On Putting Out a Bat Signal to Kendrick Lamar

When I was at Berklee I met Dane Orr and we decided to start making a record. We put out our first record under the name Sonnymoon [on December 25, 2009] and a year later we got a text message from Kendrick [Lamar] saying, "Hey do you want to come work with me?" He found me on YouTube and really liked this one voice I was using for a song called "Nursery Boys." It's very little kiddish; he calls it the alien voice. We started singing together. He liked me and I liked him—that was in 2011—and that was that. It's like I put out a bat signal.

On Keeping Lamar's Surprise Album a Secret

I knew for a couple weeks before it [untitled unmastered.] came out. But I'm a really trustworthy person—I keep secrets really well. Sometimes not my own, but everyone else's.

On Releasing Her Debut Solo EP The Feminine: Act I   

It's all about women and my experience as a woman on planet earth. . .  I was originally going to call the whole album Bitch Slut because I'm not so marketing-minded, but I'm becoming more so thankfully. I thought, what's a word that refers to women that doesn't have men in it. It's really interesting actually—women are incredible. There's a lot of us throughout history who have been erased. My goal is to create balance, to elevate women to be equal to men. I think art is so powerful that it absolutely has the possibility of [achieving that].

Anna Wise is a new artist but I'm not; I've been around. [Sonnymoon] recorded the first album at 7 Eric Road in Allston—a house with seven rooms where Dane [Orr] lived. We did all the vocals on an SM58. I think people are waiting for someone else to tell them it's okay, or for a resource—well this is the $10,000 microphone—or I was discovered on the street when I was singing and then they took my career to where it is now. It's like, no, you take your career to where it is, you record your songs, you make your videos and press photos, and you get that done; no one else is gonna do it for you. And if they are, they're probably taking a huge cut.
 

On a Record Deal  vs. Self-Release

Don't think that you need a record deal or that a record deal is going to get you what you want, because a lot of times it actually causes more problems, including someone checking in on your art and telling you how to do it. That can be from as small as someone saying, "We want you to turn in three demos a week and we'll tell you which songs to move forward with," to "I understand you want to release these four songs as an EP but we really feel you're an album artist and we don't like these songs, we don't think we can put money behind this." There are all types of ways being signed can push upon your creative instincts. Sonnymoon isn't huge, but we get to do what we want, and our fans are really dedicated. 

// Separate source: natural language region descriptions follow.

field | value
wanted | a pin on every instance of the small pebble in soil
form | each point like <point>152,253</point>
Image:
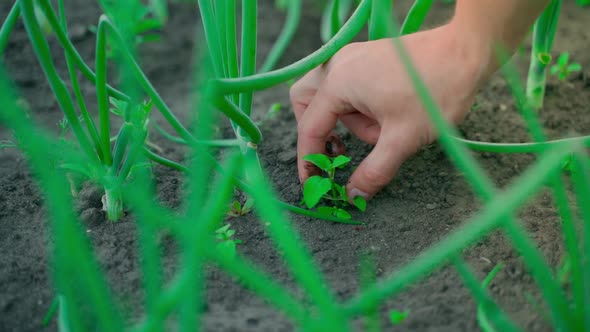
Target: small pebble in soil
<point>92,216</point>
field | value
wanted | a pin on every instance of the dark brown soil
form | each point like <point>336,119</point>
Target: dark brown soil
<point>428,199</point>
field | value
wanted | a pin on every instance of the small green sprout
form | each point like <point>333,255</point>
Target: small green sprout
<point>225,243</point>
<point>317,188</point>
<point>563,68</point>
<point>398,317</point>
<point>5,144</point>
<point>236,209</point>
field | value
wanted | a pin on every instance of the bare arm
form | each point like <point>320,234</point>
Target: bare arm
<point>365,87</point>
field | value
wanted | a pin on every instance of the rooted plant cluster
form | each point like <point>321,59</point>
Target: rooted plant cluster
<point>225,81</point>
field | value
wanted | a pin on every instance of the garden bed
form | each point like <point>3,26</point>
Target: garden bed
<point>427,199</point>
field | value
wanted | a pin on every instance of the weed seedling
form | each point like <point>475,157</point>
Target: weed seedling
<point>236,209</point>
<point>225,242</point>
<point>318,187</point>
<point>563,68</point>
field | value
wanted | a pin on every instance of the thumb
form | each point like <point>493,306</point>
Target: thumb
<point>381,165</point>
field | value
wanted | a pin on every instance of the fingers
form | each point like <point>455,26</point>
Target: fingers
<point>364,127</point>
<point>315,128</point>
<point>381,165</point>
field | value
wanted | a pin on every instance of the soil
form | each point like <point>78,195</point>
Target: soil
<point>428,199</point>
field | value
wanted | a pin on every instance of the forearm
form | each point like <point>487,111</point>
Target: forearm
<point>488,24</point>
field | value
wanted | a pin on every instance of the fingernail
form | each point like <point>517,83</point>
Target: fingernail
<point>355,192</point>
<point>312,169</point>
<point>335,146</point>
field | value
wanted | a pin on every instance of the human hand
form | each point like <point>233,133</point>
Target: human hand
<point>366,87</point>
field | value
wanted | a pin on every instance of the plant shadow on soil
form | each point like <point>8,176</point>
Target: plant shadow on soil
<point>427,199</point>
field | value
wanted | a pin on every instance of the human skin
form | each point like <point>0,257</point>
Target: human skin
<point>365,86</point>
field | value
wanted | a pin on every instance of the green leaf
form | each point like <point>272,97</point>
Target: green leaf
<point>227,248</point>
<point>248,205</point>
<point>342,214</point>
<point>398,317</point>
<point>222,230</point>
<point>236,207</point>
<point>360,203</point>
<point>319,160</point>
<point>340,161</point>
<point>314,189</point>
<point>326,211</point>
<point>574,67</point>
<point>563,59</point>
<point>544,58</point>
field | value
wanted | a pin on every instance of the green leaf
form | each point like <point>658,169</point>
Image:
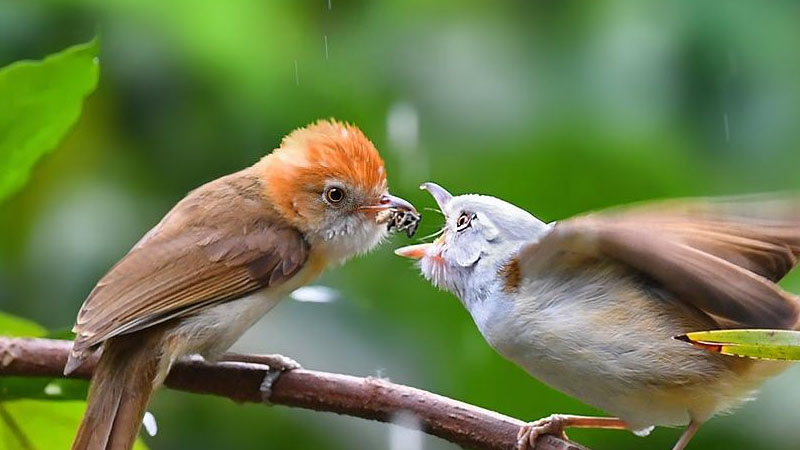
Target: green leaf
<point>15,326</point>
<point>752,343</point>
<point>39,102</point>
<point>34,424</point>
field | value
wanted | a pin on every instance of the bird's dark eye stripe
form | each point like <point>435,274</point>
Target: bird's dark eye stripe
<point>463,221</point>
<point>334,194</point>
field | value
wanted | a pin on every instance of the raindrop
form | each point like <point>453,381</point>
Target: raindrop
<point>315,294</point>
<point>405,434</point>
<point>149,422</point>
<point>53,389</point>
<point>727,128</point>
<point>402,129</point>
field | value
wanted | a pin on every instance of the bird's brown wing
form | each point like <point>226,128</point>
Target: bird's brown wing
<point>219,243</point>
<point>721,256</point>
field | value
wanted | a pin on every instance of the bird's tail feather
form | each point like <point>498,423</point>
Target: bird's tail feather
<point>121,388</point>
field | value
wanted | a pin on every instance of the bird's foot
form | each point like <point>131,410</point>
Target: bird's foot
<point>528,433</point>
<point>276,366</point>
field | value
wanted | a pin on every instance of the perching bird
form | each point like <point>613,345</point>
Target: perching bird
<point>590,305</point>
<point>219,260</point>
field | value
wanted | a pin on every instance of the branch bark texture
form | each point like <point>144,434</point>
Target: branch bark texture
<point>369,398</point>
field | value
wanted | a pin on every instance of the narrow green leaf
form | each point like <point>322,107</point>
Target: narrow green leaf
<point>752,343</point>
<point>39,102</point>
<point>34,424</point>
<point>18,327</point>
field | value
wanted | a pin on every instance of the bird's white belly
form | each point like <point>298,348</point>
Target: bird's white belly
<point>216,329</point>
<point>626,364</point>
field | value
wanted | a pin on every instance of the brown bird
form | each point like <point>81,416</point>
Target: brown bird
<point>219,260</point>
<point>590,305</point>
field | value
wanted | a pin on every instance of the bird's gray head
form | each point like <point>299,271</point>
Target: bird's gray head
<point>480,235</point>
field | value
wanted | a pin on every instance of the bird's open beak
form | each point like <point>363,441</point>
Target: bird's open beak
<point>439,194</point>
<point>413,251</point>
<point>390,201</point>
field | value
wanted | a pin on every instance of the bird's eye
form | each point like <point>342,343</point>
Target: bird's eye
<point>463,221</point>
<point>334,195</point>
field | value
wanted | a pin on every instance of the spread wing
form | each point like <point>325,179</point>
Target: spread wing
<point>721,256</point>
<point>219,243</point>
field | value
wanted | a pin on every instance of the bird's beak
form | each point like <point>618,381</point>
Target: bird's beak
<point>418,251</point>
<point>390,201</point>
<point>439,194</point>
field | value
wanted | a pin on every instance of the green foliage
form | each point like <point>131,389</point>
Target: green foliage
<point>16,326</point>
<point>758,344</point>
<point>39,102</point>
<point>29,416</point>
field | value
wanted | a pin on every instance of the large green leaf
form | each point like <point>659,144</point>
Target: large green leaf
<point>33,424</point>
<point>39,102</point>
<point>751,343</point>
<point>29,418</point>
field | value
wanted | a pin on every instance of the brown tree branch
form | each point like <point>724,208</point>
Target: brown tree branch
<point>369,398</point>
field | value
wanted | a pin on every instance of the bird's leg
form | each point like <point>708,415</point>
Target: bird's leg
<point>555,424</point>
<point>276,366</point>
<point>687,435</point>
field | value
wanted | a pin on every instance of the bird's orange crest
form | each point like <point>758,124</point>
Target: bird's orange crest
<point>308,158</point>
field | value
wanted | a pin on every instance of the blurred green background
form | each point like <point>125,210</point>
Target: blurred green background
<point>558,107</point>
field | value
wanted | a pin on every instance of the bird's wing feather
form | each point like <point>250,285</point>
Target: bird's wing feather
<point>219,243</point>
<point>721,256</point>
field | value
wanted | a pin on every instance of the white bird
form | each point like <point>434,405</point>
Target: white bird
<point>591,305</point>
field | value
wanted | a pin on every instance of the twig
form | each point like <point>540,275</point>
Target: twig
<point>369,398</point>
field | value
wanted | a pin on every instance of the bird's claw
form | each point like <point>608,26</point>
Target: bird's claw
<point>277,365</point>
<point>528,433</point>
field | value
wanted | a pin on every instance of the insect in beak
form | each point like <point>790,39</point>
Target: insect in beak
<point>417,251</point>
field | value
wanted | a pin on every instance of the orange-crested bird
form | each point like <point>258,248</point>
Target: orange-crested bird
<point>218,261</point>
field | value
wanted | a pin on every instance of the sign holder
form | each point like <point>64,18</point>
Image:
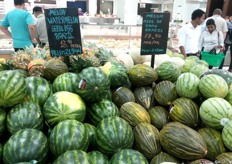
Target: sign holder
<point>154,34</point>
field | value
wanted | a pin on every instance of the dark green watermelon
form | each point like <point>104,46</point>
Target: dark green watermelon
<point>114,134</point>
<point>100,110</point>
<point>26,145</point>
<point>24,115</point>
<point>68,135</point>
<point>98,158</point>
<point>73,157</point>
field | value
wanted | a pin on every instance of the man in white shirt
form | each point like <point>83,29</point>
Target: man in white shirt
<point>188,35</point>
<point>41,30</point>
<point>219,21</point>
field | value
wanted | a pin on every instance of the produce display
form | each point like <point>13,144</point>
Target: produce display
<point>104,106</point>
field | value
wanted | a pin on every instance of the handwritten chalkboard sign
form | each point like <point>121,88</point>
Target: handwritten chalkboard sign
<point>154,33</point>
<point>63,30</point>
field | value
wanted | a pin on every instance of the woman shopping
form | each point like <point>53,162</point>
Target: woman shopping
<point>211,39</point>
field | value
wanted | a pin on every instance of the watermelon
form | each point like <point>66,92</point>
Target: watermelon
<point>92,135</point>
<point>24,115</point>
<point>213,86</point>
<point>185,111</point>
<point>187,85</point>
<point>122,95</point>
<point>68,135</point>
<point>213,140</point>
<point>164,157</point>
<point>53,68</point>
<point>168,71</point>
<point>93,85</point>
<point>114,134</point>
<point>38,89</point>
<point>215,112</point>
<point>100,110</point>
<point>198,70</point>
<point>165,93</point>
<point>144,96</point>
<point>224,158</point>
<point>159,116</point>
<point>64,105</point>
<point>65,82</point>
<point>12,88</point>
<point>147,140</point>
<point>134,114</point>
<point>182,141</point>
<point>128,156</point>
<point>142,75</point>
<point>72,157</point>
<point>2,121</point>
<point>117,73</point>
<point>227,135</point>
<point>26,145</point>
<point>98,158</point>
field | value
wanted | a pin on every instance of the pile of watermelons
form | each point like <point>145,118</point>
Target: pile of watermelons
<point>110,114</point>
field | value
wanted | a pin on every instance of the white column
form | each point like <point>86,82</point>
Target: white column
<point>130,12</point>
<point>9,5</point>
<point>61,3</point>
<point>92,7</point>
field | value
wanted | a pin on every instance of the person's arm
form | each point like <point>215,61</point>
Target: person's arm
<point>5,31</point>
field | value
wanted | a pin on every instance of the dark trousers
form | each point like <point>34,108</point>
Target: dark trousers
<point>226,48</point>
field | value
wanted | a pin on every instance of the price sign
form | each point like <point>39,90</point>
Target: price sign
<point>154,33</point>
<point>63,30</point>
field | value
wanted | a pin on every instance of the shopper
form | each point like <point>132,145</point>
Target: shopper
<point>41,30</point>
<point>188,35</point>
<point>228,41</point>
<point>211,38</point>
<point>219,21</point>
<point>22,26</point>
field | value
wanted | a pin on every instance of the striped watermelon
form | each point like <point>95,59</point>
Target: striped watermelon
<point>168,71</point>
<point>73,157</point>
<point>213,140</point>
<point>68,135</point>
<point>227,135</point>
<point>38,89</point>
<point>215,112</point>
<point>159,116</point>
<point>187,85</point>
<point>2,121</point>
<point>98,158</point>
<point>144,96</point>
<point>93,85</point>
<point>165,93</point>
<point>92,135</point>
<point>26,145</point>
<point>102,109</point>
<point>182,141</point>
<point>114,134</point>
<point>12,88</point>
<point>213,86</point>
<point>224,158</point>
<point>164,157</point>
<point>65,82</point>
<point>64,105</point>
<point>147,140</point>
<point>185,111</point>
<point>134,114</point>
<point>142,75</point>
<point>117,73</point>
<point>24,115</point>
<point>128,156</point>
<point>122,95</point>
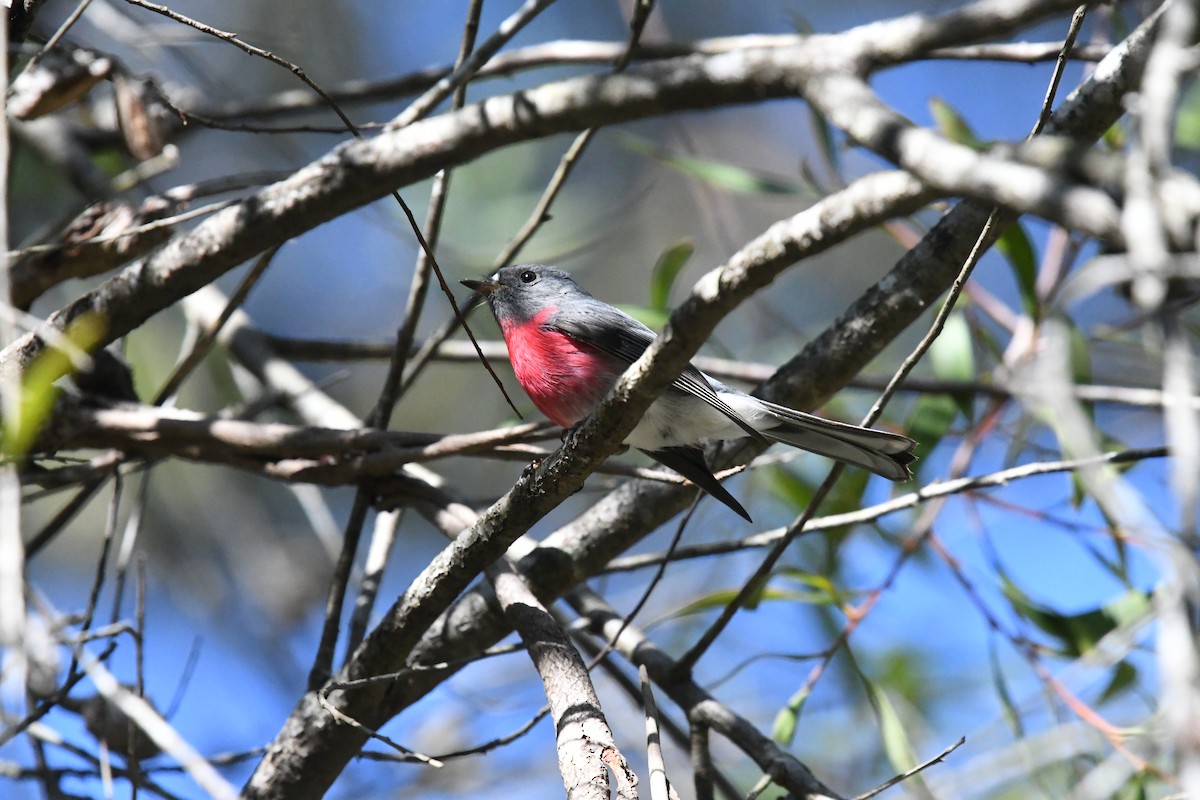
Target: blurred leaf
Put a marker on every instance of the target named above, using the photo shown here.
(723, 597)
(1014, 245)
(823, 589)
(784, 729)
(895, 738)
(952, 125)
(930, 419)
(717, 173)
(653, 318)
(1187, 120)
(666, 270)
(1006, 698)
(1078, 633)
(1135, 788)
(952, 358)
(1080, 359)
(39, 391)
(827, 139)
(1116, 138)
(1125, 675)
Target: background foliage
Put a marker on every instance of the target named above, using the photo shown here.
(1033, 590)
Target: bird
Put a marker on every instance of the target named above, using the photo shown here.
(569, 348)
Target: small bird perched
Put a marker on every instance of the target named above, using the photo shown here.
(569, 348)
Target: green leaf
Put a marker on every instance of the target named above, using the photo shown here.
(784, 729)
(1079, 633)
(895, 738)
(666, 270)
(653, 318)
(822, 589)
(717, 173)
(723, 597)
(930, 419)
(1187, 120)
(953, 126)
(39, 391)
(1014, 245)
(1006, 698)
(952, 358)
(827, 140)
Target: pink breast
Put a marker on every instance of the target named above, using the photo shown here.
(564, 378)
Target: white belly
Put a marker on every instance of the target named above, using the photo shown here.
(677, 419)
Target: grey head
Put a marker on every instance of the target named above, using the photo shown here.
(521, 292)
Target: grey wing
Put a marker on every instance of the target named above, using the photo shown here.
(611, 330)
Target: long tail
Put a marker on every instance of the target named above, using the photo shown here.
(883, 453)
(690, 463)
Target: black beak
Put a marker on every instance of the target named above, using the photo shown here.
(485, 287)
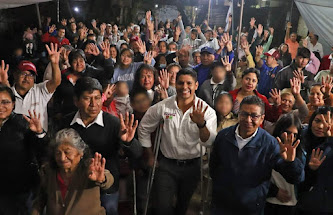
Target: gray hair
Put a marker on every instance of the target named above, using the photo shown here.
(71, 137)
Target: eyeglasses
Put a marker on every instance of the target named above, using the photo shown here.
(27, 75)
(5, 102)
(245, 115)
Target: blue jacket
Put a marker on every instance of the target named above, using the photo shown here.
(241, 178)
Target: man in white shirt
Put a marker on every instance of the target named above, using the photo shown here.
(188, 122)
(314, 45)
(32, 96)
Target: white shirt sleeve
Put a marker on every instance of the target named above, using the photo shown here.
(149, 123)
(211, 124)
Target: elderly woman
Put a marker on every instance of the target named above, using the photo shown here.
(22, 141)
(71, 182)
(250, 79)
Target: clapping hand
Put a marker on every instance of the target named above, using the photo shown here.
(317, 159)
(127, 127)
(96, 168)
(288, 147)
(34, 122)
(198, 113)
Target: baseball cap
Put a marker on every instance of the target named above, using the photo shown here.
(274, 53)
(208, 50)
(134, 38)
(27, 66)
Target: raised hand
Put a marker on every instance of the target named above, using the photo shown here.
(105, 46)
(271, 30)
(252, 22)
(226, 63)
(96, 168)
(260, 29)
(246, 47)
(227, 41)
(299, 75)
(64, 22)
(283, 195)
(198, 113)
(317, 159)
(141, 46)
(276, 96)
(198, 29)
(4, 73)
(54, 54)
(327, 122)
(288, 147)
(295, 85)
(259, 50)
(34, 122)
(127, 127)
(148, 58)
(109, 91)
(326, 85)
(52, 29)
(162, 92)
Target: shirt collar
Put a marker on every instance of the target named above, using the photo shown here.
(249, 138)
(98, 120)
(213, 83)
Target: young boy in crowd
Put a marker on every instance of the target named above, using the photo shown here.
(222, 80)
(122, 99)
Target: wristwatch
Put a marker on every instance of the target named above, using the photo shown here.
(202, 126)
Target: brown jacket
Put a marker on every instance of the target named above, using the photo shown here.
(82, 197)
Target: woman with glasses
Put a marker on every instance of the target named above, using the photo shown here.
(250, 79)
(281, 198)
(22, 144)
(316, 192)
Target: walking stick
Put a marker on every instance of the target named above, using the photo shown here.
(134, 192)
(156, 150)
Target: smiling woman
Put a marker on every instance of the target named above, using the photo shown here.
(73, 177)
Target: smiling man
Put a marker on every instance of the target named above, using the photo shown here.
(188, 122)
(242, 160)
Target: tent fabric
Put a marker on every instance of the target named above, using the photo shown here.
(318, 18)
(5, 4)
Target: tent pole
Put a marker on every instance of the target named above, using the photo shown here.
(38, 16)
(239, 31)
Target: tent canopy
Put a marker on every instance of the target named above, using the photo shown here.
(4, 4)
(318, 18)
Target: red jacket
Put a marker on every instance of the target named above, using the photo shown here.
(272, 113)
(47, 38)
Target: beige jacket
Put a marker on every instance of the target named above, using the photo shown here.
(83, 195)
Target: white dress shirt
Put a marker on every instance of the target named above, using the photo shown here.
(98, 120)
(35, 99)
(180, 135)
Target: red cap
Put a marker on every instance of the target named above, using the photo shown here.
(274, 53)
(27, 66)
(134, 38)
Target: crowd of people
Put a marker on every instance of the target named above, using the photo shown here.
(81, 104)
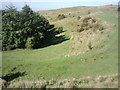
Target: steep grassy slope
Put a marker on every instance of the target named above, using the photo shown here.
(58, 61)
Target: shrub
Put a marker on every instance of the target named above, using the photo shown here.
(61, 16)
(20, 28)
(30, 42)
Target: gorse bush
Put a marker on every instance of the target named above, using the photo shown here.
(23, 29)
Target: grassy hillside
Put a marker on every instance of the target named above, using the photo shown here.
(71, 58)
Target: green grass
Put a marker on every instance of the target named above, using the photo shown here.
(49, 62)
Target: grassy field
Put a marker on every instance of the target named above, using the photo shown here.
(70, 59)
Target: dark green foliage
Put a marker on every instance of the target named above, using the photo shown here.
(61, 16)
(23, 29)
(26, 29)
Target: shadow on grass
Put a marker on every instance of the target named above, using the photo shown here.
(12, 76)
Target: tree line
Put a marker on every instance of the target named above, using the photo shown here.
(25, 28)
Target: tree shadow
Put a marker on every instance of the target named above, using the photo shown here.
(12, 76)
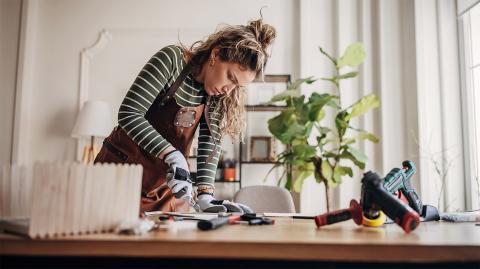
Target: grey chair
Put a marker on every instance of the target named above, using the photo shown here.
(266, 199)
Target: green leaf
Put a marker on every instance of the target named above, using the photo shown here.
(332, 59)
(301, 108)
(340, 171)
(327, 171)
(347, 141)
(363, 105)
(285, 95)
(341, 123)
(353, 56)
(347, 75)
(294, 131)
(303, 173)
(296, 84)
(316, 104)
(355, 155)
(304, 151)
(333, 80)
(280, 124)
(368, 136)
(358, 154)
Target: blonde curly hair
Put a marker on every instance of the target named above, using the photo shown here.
(245, 45)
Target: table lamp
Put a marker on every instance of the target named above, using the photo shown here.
(94, 120)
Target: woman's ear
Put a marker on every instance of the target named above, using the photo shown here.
(214, 53)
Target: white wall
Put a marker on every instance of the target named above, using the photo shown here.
(9, 33)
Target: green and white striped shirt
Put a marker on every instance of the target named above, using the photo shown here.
(159, 74)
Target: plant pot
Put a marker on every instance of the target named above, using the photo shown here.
(229, 174)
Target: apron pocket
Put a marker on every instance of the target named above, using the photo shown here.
(122, 156)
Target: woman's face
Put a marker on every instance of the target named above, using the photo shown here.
(222, 77)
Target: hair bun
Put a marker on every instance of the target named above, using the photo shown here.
(264, 33)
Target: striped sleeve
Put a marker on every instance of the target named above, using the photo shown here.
(159, 72)
(206, 145)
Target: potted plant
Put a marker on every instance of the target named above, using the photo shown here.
(333, 154)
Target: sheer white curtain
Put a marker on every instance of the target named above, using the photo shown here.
(412, 65)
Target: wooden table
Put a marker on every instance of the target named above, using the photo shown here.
(288, 239)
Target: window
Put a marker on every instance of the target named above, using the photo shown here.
(469, 23)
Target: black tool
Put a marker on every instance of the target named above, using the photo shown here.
(251, 218)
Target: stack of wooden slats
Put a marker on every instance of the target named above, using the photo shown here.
(50, 199)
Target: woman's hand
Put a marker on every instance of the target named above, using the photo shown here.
(178, 175)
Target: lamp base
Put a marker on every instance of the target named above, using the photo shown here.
(89, 154)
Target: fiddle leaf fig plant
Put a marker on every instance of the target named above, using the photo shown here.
(333, 154)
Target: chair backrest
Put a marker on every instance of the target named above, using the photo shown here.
(266, 199)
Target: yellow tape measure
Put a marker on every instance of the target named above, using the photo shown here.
(378, 221)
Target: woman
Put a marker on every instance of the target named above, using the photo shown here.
(178, 90)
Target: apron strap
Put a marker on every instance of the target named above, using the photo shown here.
(207, 119)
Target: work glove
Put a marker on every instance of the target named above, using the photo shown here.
(178, 175)
(208, 203)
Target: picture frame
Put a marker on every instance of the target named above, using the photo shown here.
(261, 148)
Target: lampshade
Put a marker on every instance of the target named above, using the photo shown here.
(94, 119)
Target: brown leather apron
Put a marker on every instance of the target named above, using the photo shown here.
(177, 125)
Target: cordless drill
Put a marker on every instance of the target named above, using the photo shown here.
(374, 198)
(398, 182)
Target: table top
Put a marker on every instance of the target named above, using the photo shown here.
(287, 239)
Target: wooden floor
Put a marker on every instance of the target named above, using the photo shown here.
(287, 240)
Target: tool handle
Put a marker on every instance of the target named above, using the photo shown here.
(212, 224)
(354, 211)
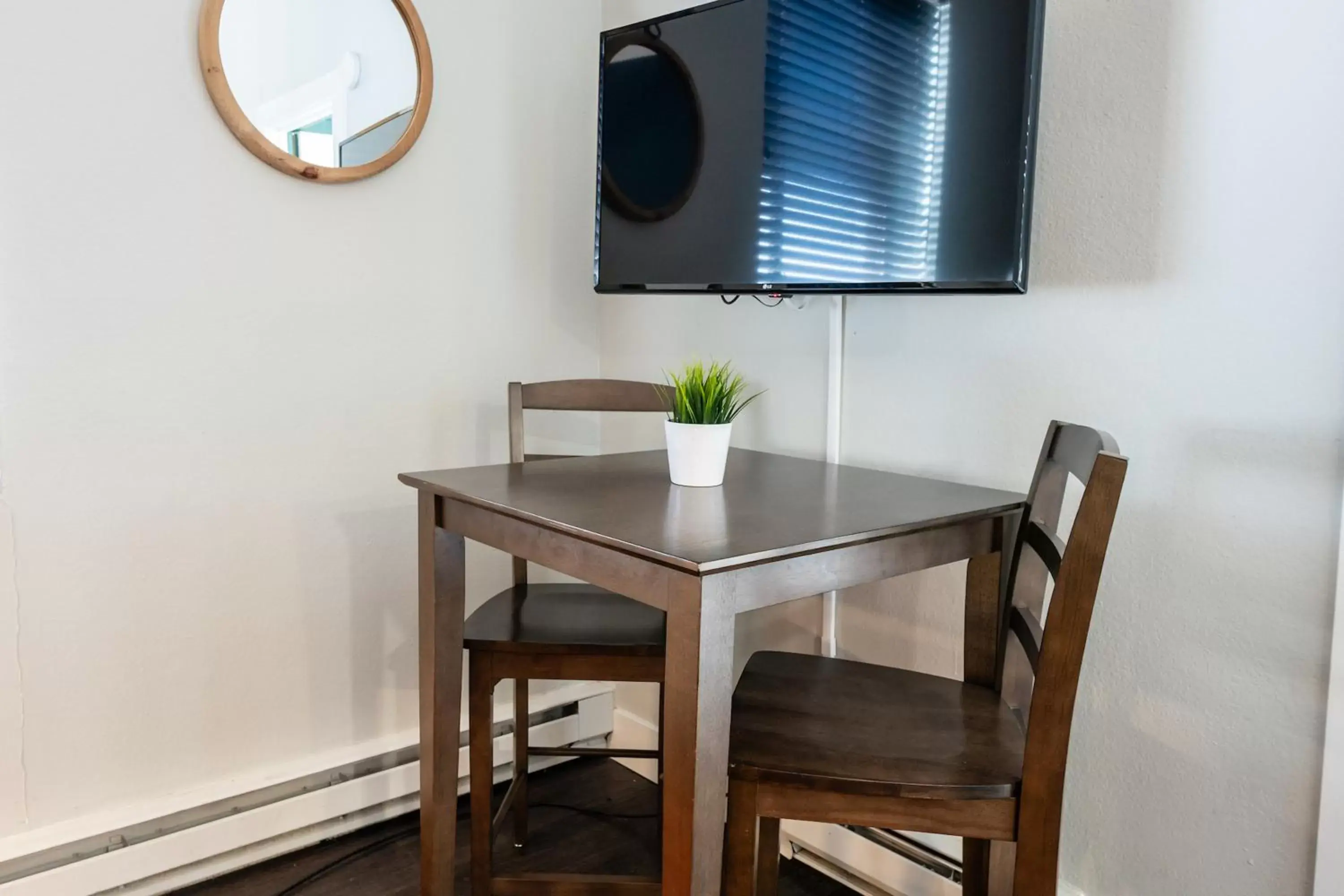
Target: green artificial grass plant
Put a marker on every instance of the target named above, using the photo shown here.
(707, 396)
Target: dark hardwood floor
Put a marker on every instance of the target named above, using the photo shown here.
(383, 860)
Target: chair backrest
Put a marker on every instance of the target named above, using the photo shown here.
(1054, 646)
(576, 396)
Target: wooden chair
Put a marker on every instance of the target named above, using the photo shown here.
(554, 632)
(834, 741)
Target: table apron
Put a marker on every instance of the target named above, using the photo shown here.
(752, 587)
(646, 581)
(801, 577)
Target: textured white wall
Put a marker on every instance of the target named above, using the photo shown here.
(1186, 296)
(211, 374)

I didn't do this [solo] record with a label or with anyone. I refused money from multiple sources so that I could do it all by myself. You have to do it yourself. They don't give you the keys. Like DJ Khaled says, it's actually quite simple once you figure it out. I'm putting my music out through a digital distribution company called STEM that someone who also went to Berklee started. They take 5 percent, distribute [my work], and give me back my earnings. They have an app [to track sales] and that's super important to me. 

On the Philosophy of Songwriting

I probably won't say what people really want to hear, because when I write it's usually all at once and I know exactly what it is: the lyrics, the melody, the harmonies, the bass line; everything happens all at once and it's just a race with my mouth and fingers to be able to articulate it outside of my body before it leaves. And that's not really something I can teach anybody. I can't teach you how to have a muse, or to receive inspiration, you know?

I love to meet new people and learn of their experiences; that could fuel an idea that lives inside me for months. Sometimes [ideas] come from above and just woosh. And sometimes they start in my spine and just crawl up. It's not like I'm mining people for ideas or inspiration. I'm just living my life and then when it comes it comes and I'm grateful. I think you just have to do it, or not do it. I don't support beating yourself up to get results, and whether that's not sleeping or practicing for 18 hours a day or hating yourself for not doing what you're expecting yourself to come up with, those things are all death to creativity.